Forecasting Opportunities

The previous post in this series, showed a way to identify trading opportunities. The approach I implemented used time series daily data to identify good entry points in terms of risk-reward. The natural next step is to try to make use of these opportunities using machine learning.

To refresh: the output of the previous post was a time series which had three possible states: short, none, long. Each state identified whether an opportunity for size-able return exists over the next few days. This was generated using data from the future. That’s the dependent variable.

What data shall we use for the independent variables, for the predictors? No idea. 🙂 To get something going, I decided to try a few features which might have some influence:

  • The returns of each of the last five days.
  • The returns over the last 252 (a year), 63 (a quarter), 21 (a month) and 5 (a week) days. This is the momentum, or the rate of change.
  • The channel position (as a fraction) over the last 252 (a year), 63 (a quarter), 21 (a month) and 5 (a week) days. In other words, take the min and the max over the period and compute where within the channel the last close is. For instance, if the last close is a new high, the value of this column is 1. A new low is 0.

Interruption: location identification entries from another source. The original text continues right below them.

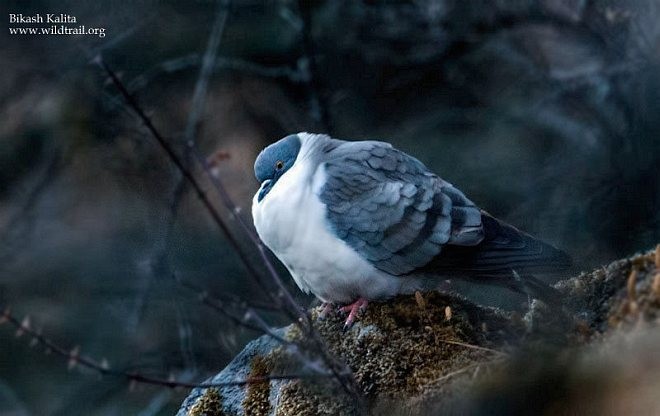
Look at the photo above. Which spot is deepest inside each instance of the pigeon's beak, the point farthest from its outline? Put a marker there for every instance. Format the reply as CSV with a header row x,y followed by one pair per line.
x,y
266,186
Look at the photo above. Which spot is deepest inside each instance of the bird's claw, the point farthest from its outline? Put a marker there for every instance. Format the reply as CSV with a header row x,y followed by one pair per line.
x,y
353,309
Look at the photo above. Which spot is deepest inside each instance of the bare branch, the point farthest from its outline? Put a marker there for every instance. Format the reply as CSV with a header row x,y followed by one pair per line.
x,y
75,358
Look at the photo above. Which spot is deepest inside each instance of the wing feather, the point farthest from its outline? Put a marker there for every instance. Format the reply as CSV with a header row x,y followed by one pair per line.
x,y
394,212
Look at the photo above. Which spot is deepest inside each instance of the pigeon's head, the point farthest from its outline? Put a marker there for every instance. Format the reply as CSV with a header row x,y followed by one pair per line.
x,y
274,161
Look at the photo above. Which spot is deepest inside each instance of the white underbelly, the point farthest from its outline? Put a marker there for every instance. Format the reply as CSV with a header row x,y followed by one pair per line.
x,y
291,221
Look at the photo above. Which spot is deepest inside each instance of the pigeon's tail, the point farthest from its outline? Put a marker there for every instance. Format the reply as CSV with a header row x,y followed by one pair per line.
x,y
537,289
503,250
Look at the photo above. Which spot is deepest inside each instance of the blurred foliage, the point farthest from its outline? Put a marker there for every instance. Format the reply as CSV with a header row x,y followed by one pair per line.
x,y
544,112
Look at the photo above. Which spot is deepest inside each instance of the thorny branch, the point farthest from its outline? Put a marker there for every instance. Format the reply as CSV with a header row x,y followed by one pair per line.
x,y
338,369
75,358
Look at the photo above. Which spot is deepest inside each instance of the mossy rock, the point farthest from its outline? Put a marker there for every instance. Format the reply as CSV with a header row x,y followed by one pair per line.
x,y
429,353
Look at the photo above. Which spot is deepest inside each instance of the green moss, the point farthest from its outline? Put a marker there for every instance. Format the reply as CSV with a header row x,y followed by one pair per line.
x,y
256,402
401,347
210,404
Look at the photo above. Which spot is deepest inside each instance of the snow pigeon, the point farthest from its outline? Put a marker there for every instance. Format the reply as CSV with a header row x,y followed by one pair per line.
x,y
355,221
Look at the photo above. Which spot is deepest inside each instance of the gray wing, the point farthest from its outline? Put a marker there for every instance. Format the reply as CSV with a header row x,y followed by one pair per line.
x,y
388,207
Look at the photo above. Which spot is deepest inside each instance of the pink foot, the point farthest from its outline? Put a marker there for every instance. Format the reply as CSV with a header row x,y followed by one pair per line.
x,y
327,308
353,309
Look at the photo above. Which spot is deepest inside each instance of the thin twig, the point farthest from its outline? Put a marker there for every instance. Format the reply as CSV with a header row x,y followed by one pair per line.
x,y
339,369
75,358
474,347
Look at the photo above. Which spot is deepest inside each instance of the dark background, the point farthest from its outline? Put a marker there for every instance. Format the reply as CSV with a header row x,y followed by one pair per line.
x,y
545,113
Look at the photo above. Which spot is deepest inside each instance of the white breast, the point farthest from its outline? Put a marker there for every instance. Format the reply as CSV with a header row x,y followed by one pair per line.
x,y
291,221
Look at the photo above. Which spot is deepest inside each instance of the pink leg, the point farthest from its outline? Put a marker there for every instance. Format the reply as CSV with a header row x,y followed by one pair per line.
x,y
353,309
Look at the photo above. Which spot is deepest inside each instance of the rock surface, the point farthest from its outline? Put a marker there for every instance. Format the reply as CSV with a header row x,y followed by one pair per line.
x,y
433,353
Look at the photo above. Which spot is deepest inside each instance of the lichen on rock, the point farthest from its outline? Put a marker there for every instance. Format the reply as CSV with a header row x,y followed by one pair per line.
x,y
209,404
431,353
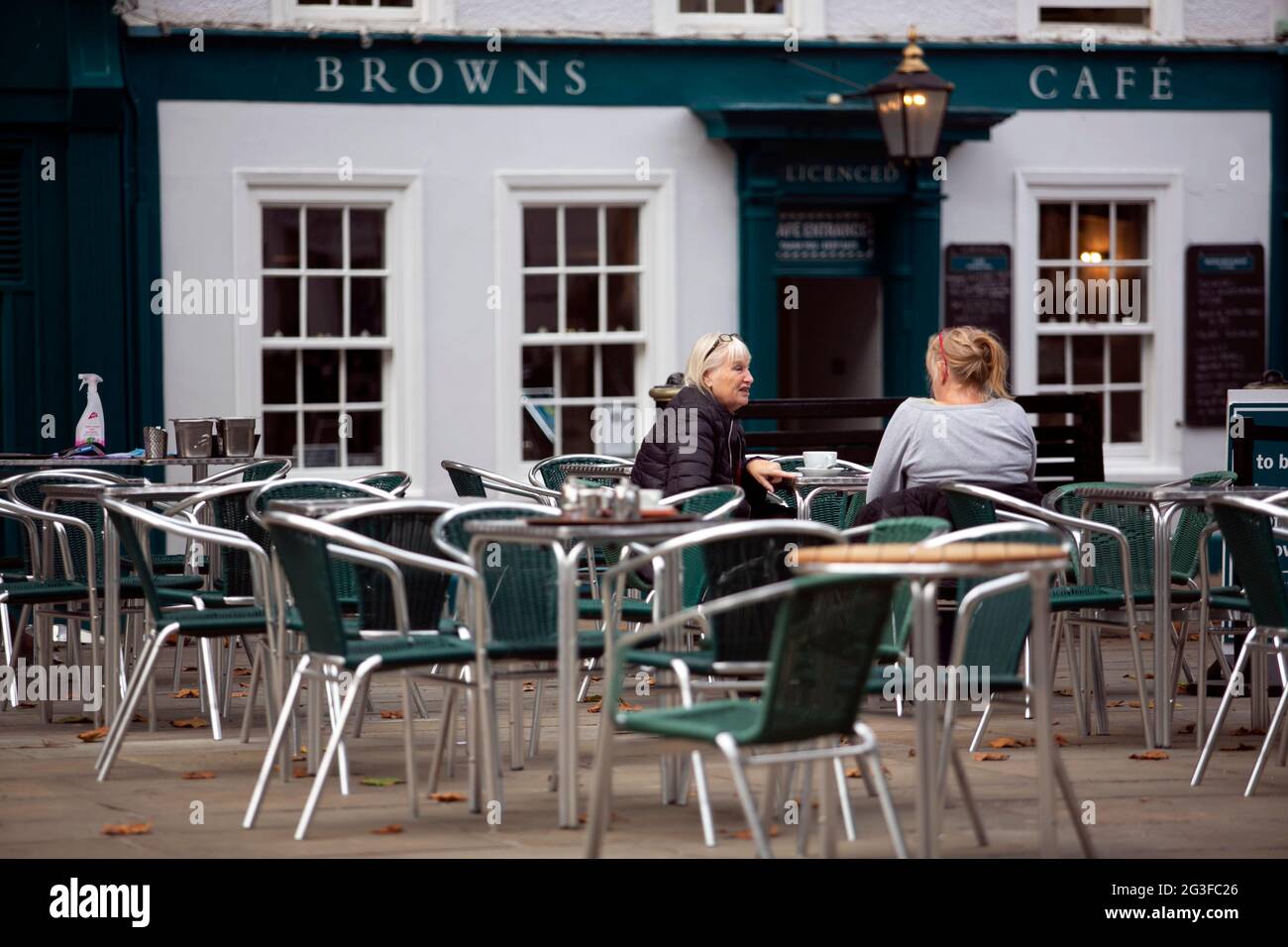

All returns were normalized to daily, using an exponential moving average over the returns. For the people who understand code easier – he is pretty much the final version to build the features:

build.features = function(xx, days = 1:5, vola.len=35)
{
    stopifnot(has.Cl(xx))

    close = Cl(xx)

    rets = ROC(close, n = days[1], type = "discrete")
    arets = rets / sqrt(EMA(rets * rets, n = vola.len))
    # Subtract one because we want to align at the end of the day
    res = na.trim(lag.xts(arets, k=days[1]-1))

    colNames = c(paste(sep = "", days[1], "D_LAG"))
    for (nn in tail(days, -1))
    {
        res = merge(res, na.trim(lag.xts(arets, k=nn-1)), all = F)
        colNames = append(colNames, paste(sep = "", nn, "D_LAG"))
    }

    # Annual, quarterly, monthly and weekly:
    #   1. returns (normalized to daily)
    #   2. min/max channel position
    cc = c(252, 63, 21, 5)
    for (nn in cc)
    {
        # Compute the return
        rr = ROC(close, n = nn, type = "discrete")
        # Normalize to daily return
        rr = (1 + rr)^(1/nn) - 1
        # Normalize by volatility
        rr = rr / sqrt(EMA(rets * rets, n = vola.len))
        res = merge(res, na.trim(rr), all = F)
        colNames = append(colNames, paste0(nn, "D_RET"))

        res = merge(res, na.trim((close - runMin(close, n=nn))/(runMax(close, n=nn) - runMin(close, n=nn))), all=F)
        colNames = append(colNames, paste0(nn, "D_CHANNEL"))
    }

    res = reclass(res, xx)
    colnames(res) = colNames
    return(res)
}

Next, using my parallel framework based on the the caret package, I run a few machine learning methods: lda, qda, svm, xgb trees and a few others. Despite the parallelism, pretty much all algorithms took more than a day to finish for about six years of data on a single time series (I used heating oil back-adjusted futures).

Unfortunately, time spent didn’t translate into meaningful results. The only algorithm which gave somewhat interesting forecasts was the qda. Everything else had pretty much flat, out of the market, forecast for all points. The reason could be that the opportunity series was generated using a conservative approach – only about 9% of the days were identified as opportunities.

The qda generated about 121 non-flat forecasts, a bit less than the actual. Out of these 121, 108 were wrong and 13 were spot-on. So why do I say that the method looks promising? The opportunities are generated in a way to guarantee that a certain profit target is achieved without hitting a smaller stop loss. For more details refer to the previous post in this series. If neither of these goals is achieved, we will exit the market after a specific number of days. Thus, we may still end up making money. That’s why it looks promising to me.

So what’s next? Not sure yet, but there are a few directions I can think of:

  • Improving the predictors
  • More sophisticated machine learning approach
  • Using history from multiple financial instruments for learning

Comments

  1. ntguardian says:

    Will you be giving a post on backtesting? Or have any resources for backtesting a simulated portfolio in R?

    1. quintuitive says:

      Not sure about that, but there are some resources/posts on this blog.